The colonial administration had already looked at their potential for flats. It found over 3,000 homes could be built at the former Perowne Barracks and Gordon Hard barracks in Tuen Mun, and 182 at the former Dills Corner Camp in Kwu Tung.

Military commentator Ma Ding-shing said use of the PLA sites was feasible. "I think the central government would negotiate if there was a serious need to build on those sites," Ma said.

"Placing soldiers in Hong Kong is not a military target of the central government. The likelihood of using these facilities to suppress Hongkongers or to defend [the city] from invaders is very low." But Macau-based military expert Anthony Wong Tung said it would not be easy, as the central government needed a land reserve for military use.

A PLA garrison spokesman said it had used all military sites in accordance with its responsibilities for the city's defence.

Lawmaker and former secretary for security Regina Ip Lau Suk-yee said the government would have to obtain the consent of the Central Military Commission to take back PLA land.

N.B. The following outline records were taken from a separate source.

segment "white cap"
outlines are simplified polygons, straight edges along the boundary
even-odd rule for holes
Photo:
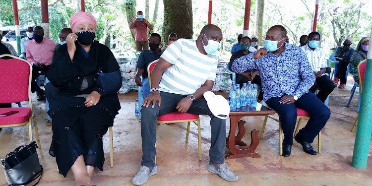
[[[351,42],[353,43],[353,38],[352,38],[351,37],[346,37],[346,38],[345,40],[350,41]]]
[[[211,91],[205,92],[203,94],[204,98],[207,101],[208,107],[212,114],[216,117],[225,120],[230,112],[230,106],[229,102],[222,96],[216,95]],[[225,115],[223,117],[220,115]]]
[[[253,35],[252,35],[252,36],[250,37],[250,39],[252,39],[253,38],[256,38],[258,40],[258,36],[257,36],[257,35],[253,34]]]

"If [Chan] is not familiar with the background, he'd better not comment," she said.

A spokesman for Chief Executive Leung Chun-ying's office was unable to say whether the government would talk to Beijing about releasing the PLA sites.

Meanwhile, in a written reply to a question from Civic Party lawmaker Ronny Tong Ka-wah, Chan said there was no timetable for reviewing the small-house policy in the New Territories.

This was because the issue was complicated and it would not produce much land in the short term.